La vena popolare non finiva solo nella satira e nel riso: prima ancora di “Vincenzina e la fabbrica” il cantautore aveva dato dimostrazione di saper coniugare finezza introspettiva, storie personali e Storia con la maiuscola, come in “Sfiorisci bel fiore”, in cui l’amore incontra la guerra e la morte. Presentando questa canzone in una trasmissione televisiva degli anni Sessanta, Jannacci, rivolgendosi al pubblico, spiegò con grande franchezza che essa manifestava una “faccia un po’ insolita di me, perché siete abituati a vedermi come un matto, uno che viaggia sulla linea dell’assurdo”. In questa stessa trasmissione confessò che il più bel complimento che gli avevano fatto riguardo questo suo pezzo era che aveva scritto una canzone popolare.

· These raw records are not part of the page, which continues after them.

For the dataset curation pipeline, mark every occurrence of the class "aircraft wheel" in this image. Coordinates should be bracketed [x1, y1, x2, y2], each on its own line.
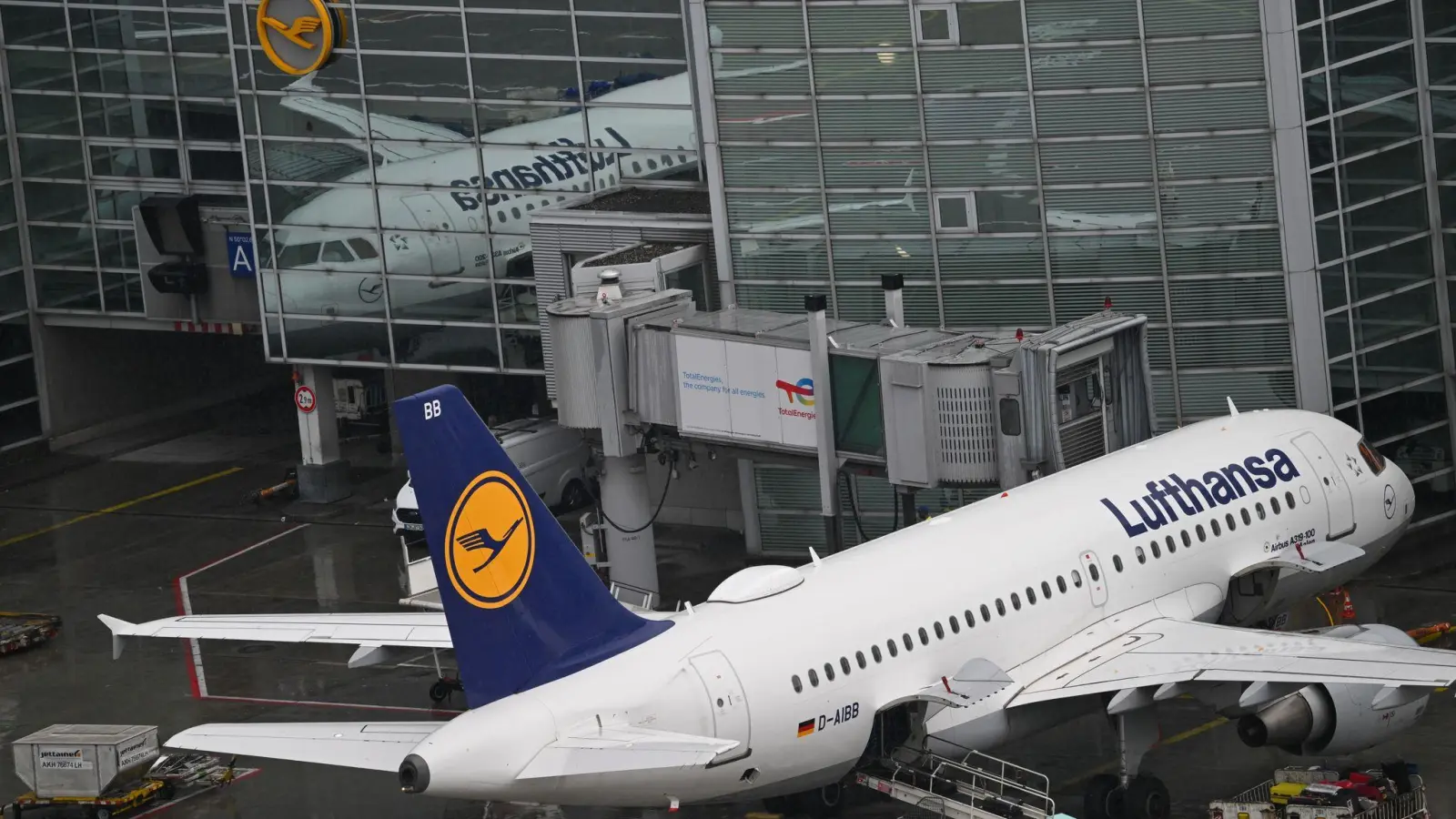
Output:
[1082, 774, 1124, 819]
[1123, 774, 1172, 819]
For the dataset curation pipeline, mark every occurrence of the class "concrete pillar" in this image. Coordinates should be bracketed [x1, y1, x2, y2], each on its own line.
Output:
[294, 364, 352, 502]
[600, 455, 661, 592]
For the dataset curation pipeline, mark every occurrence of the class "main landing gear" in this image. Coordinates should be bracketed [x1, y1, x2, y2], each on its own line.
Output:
[1082, 705, 1172, 819]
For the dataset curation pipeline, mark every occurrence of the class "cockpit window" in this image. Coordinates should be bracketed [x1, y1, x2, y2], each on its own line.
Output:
[318, 240, 354, 262]
[278, 242, 322, 267]
[349, 239, 379, 259]
[1360, 439, 1385, 475]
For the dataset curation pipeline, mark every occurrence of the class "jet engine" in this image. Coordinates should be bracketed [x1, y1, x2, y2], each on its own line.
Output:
[1238, 625, 1430, 756]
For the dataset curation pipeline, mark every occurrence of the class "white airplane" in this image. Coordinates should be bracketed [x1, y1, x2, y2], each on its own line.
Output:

Dimostrazione di umiltà, impegno e fedeltà alla propria vocazione che gli permetteva di tenere assieme, cosa assai difficile, umorismo, impegno sociale, sentimenti profondi e lucida visione della realtà delle periferie urbane.
Se ne è andato un altro pezzo di storia della poesia in musica. Peccato, perché quei poeti avevano ricordato che si poteva recuperare ciò che era la norma nella Provenza del dodicesimo secolo e in tutto il medioevo: l’unione tra il testo letterario e la musica; non un’arte minore, ma un’arte vera.